Key Account Mistakes
As we arrive into the new year, it is important to understand the new needs of the business environment. It is no more a one-sided selling process in key accounts rather you have to proactively and strategically handle your key accounts to get the best out of them. This year everything you do will likely be measured by the quality of your interactions and communication while selling is the number one priority. So let’s look into some mistakes we can avoid to have a better return on our efforts.
1. More The Communication, Better It Is
Do not fall for this trap. Consistently staying in the loop and holding lines of communication clear and to the point is crucial, but there is such a thing called too much communication. You don’t want to hound the key account with asks and feedback. You’re there to make their life easier and facilitate a seamless relay. Reach out to them continuously and you risk appearing incompetent and not suited to manage their account. Use your best opinion and only reach out to the key account when it is critical in decision making.
2. You’re Not Creating Value, You Are Selling
This is what people who want to earn a quick buck say. They’ve already opted in for your assistance so you should concentrate on building trust and value with the key account by producing quality work and making sure you are speaking to their particular business needs. While there are opportunities to upsell and cross-sell, you should not be too pushy about it. Try to up or cross-sell on how it would help their business, and show them that you care about their interests. Create genuine value. Most key accounts have been in their respective industry and have had plenty of exposure to dealing with key account managers. They can see right into a pushy sales guy who has no substance. Wait for the right time in the meeting to start talking about upsells. Don’t try to include a selling opportunity into the conversation every chance you get.
3. Short-Term Thinking
You as the key account manager are being trusted with a key account business goals and that means you need to continually think ahead about what role you play in helping them achieve their objectives. Part of this is knowing the business that they’re in and being cognizant of market trends. Do you have a key account in the hospitality industry? Then you should be equipped for their busiest season, for example, one which starts in the autumn right before the holidays. Your role is important in helping to develop an approach that speaks to them and helps them hit their goals during that time.
There are abundant resources that can help any key account manager stay on top of their key accounts industry trends. One way is to set up Google alerts for each of your key accounts leading you to know about what’s going on in their business. Other ways are to use resources as simple as doing competitor research or reading expert journals and industry magazines.

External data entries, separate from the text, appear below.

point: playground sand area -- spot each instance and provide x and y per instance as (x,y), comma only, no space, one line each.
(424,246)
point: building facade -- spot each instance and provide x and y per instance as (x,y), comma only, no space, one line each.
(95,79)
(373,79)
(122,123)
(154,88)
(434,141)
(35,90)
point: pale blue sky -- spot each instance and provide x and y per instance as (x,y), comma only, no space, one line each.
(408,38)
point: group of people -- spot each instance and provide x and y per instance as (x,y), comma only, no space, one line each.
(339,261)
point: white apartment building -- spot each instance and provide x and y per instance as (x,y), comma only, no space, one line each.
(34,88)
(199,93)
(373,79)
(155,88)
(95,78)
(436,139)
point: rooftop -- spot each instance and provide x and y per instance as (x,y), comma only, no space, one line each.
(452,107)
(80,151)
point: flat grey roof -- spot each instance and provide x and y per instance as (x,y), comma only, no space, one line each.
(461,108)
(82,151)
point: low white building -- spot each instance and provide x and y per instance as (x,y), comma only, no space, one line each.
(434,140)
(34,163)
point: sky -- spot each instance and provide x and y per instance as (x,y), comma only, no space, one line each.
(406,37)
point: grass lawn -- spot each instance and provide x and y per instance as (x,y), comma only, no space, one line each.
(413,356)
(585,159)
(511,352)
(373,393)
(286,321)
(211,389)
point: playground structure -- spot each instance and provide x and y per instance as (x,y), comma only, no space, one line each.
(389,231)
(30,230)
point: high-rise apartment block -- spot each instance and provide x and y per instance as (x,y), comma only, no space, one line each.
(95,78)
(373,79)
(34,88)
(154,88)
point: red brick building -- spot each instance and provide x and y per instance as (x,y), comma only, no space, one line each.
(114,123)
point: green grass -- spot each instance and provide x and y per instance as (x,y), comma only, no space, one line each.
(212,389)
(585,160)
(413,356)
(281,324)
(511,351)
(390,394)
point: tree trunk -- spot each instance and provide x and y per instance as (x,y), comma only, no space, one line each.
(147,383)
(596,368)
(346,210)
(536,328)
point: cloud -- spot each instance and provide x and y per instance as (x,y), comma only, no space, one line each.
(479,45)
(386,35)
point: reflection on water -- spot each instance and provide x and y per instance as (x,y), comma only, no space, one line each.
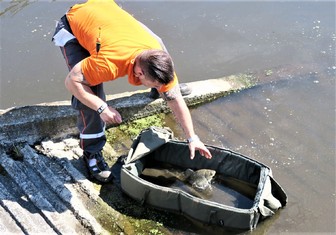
(289,125)
(14,7)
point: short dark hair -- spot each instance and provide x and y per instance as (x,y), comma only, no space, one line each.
(157,65)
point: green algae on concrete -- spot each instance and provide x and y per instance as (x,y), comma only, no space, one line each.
(129,130)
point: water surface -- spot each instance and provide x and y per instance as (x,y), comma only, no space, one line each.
(288,122)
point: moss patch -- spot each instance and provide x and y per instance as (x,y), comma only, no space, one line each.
(121,137)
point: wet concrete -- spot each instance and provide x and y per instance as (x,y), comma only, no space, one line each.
(43,185)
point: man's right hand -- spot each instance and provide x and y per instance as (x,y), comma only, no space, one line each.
(111,116)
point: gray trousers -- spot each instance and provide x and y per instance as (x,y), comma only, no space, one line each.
(91,127)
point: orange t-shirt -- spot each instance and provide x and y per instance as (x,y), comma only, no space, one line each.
(121,36)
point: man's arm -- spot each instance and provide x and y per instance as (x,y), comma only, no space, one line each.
(79,87)
(181,112)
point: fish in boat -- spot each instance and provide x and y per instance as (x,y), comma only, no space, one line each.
(199,180)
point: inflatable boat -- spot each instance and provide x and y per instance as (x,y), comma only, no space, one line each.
(244,190)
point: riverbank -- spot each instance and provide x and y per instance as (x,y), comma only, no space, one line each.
(44,184)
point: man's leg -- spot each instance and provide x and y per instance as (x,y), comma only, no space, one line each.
(89,123)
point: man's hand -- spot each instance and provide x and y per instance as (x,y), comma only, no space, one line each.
(198,145)
(111,116)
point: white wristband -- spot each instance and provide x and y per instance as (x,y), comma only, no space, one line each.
(101,108)
(193,138)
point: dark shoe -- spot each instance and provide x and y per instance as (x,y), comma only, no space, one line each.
(154,94)
(184,88)
(100,171)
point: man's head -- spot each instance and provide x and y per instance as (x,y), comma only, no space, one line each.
(156,66)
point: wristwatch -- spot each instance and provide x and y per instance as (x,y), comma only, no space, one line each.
(193,138)
(101,108)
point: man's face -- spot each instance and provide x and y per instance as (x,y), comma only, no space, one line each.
(138,73)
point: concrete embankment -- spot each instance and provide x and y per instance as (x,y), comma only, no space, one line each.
(43,185)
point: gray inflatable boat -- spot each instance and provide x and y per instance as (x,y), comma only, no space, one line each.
(253,192)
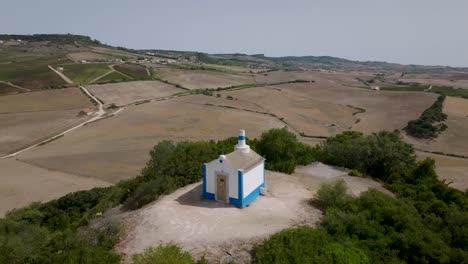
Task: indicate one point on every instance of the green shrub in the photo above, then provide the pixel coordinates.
(424, 127)
(164, 254)
(332, 194)
(355, 173)
(150, 191)
(306, 245)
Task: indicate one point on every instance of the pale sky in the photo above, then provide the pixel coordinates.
(430, 32)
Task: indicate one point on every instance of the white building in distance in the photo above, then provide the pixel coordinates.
(236, 178)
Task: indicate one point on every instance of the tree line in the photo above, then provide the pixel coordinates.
(427, 221)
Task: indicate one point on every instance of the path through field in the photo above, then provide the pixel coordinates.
(99, 115)
(65, 78)
(16, 86)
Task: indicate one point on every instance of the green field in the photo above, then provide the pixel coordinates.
(135, 71)
(6, 89)
(85, 73)
(113, 77)
(447, 91)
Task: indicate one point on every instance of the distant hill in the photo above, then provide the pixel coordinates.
(55, 38)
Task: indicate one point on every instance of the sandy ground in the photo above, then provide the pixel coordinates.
(129, 92)
(117, 148)
(202, 79)
(20, 130)
(222, 232)
(47, 100)
(451, 169)
(22, 184)
(454, 140)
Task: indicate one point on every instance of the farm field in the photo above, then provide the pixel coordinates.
(7, 89)
(23, 184)
(86, 72)
(117, 148)
(328, 77)
(450, 169)
(113, 77)
(20, 130)
(323, 108)
(47, 100)
(32, 74)
(130, 92)
(87, 56)
(135, 71)
(198, 79)
(304, 115)
(447, 91)
(456, 80)
(454, 140)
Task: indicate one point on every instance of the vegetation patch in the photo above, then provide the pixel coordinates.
(442, 90)
(165, 254)
(424, 127)
(426, 223)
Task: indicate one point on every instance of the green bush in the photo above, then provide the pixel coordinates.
(150, 191)
(378, 154)
(283, 151)
(165, 254)
(306, 245)
(355, 173)
(332, 194)
(424, 127)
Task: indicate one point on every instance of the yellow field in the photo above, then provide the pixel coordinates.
(47, 100)
(202, 79)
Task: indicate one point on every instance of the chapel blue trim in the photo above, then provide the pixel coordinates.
(234, 201)
(206, 195)
(263, 183)
(240, 186)
(251, 197)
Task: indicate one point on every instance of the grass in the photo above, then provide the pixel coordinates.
(135, 71)
(113, 77)
(32, 74)
(447, 91)
(85, 73)
(6, 89)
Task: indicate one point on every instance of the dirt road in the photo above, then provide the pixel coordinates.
(65, 78)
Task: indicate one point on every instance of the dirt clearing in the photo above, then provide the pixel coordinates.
(222, 232)
(23, 184)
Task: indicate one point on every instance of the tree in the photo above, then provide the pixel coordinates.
(279, 147)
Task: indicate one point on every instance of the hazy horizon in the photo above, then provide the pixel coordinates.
(417, 32)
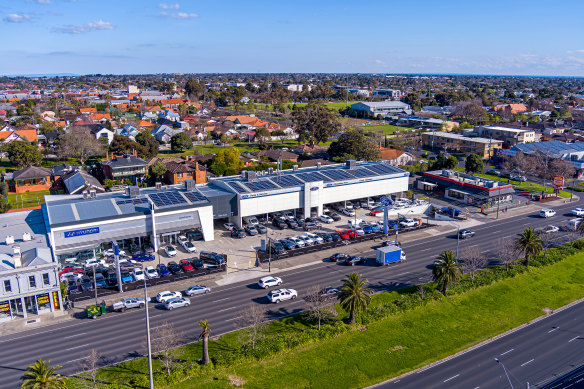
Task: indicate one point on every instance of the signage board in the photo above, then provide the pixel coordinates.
(82, 232)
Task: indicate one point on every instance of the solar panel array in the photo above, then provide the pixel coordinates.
(164, 199)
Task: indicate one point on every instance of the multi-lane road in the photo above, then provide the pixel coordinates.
(120, 336)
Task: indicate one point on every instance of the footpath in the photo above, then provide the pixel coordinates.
(246, 270)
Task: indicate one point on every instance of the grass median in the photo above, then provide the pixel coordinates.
(379, 349)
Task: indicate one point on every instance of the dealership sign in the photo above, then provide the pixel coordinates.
(85, 231)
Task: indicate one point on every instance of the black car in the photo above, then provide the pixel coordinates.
(174, 267)
(213, 257)
(354, 260)
(338, 257)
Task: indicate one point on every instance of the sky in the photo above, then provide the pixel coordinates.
(512, 37)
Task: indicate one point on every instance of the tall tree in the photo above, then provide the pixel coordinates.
(315, 121)
(529, 244)
(446, 270)
(206, 331)
(354, 296)
(41, 375)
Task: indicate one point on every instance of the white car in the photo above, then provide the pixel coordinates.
(547, 212)
(138, 274)
(189, 246)
(162, 297)
(151, 272)
(266, 282)
(277, 295)
(197, 289)
(325, 219)
(347, 212)
(177, 302)
(170, 251)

4. Overpromising And Under-Delivering
This is as straightforward as it gets, but not handling key accounts expectations properly can lose you business and critically tarnish your reputation. When a communication initially begins, some key account managers may want to look good in the eyes of the key account they are managing by promising more than what they can deliver. This practice is inefficient and can lead to trouble. Effective account management process, unrestricted communication, level setting, and the right expectations will guarantee that you deliver what’s promised in scope on time. If your key account is asking for too much, too soon, it is up to you to put your point forward and let them know that they need to adjust their expectations. If you aren’t level setting, you run the risk of being a constant disappointment to your key account. Needless to say, that doesn’t gel well with your long-term, key account relationships.
5. Conversation Gaps
Given key account management’s numerous priorities, key account managers need to be proactive communicators. Regular follow-ups may seem unnecessary, but they are critical to the success of ongoing actions. Through regular communication, a key account manager may learn more about the strategic account needs and discover new ways to add value to existing services or upcoming products. Scheduling time to check in with each account allows you to stay on top of your game and promotes critical information sharing.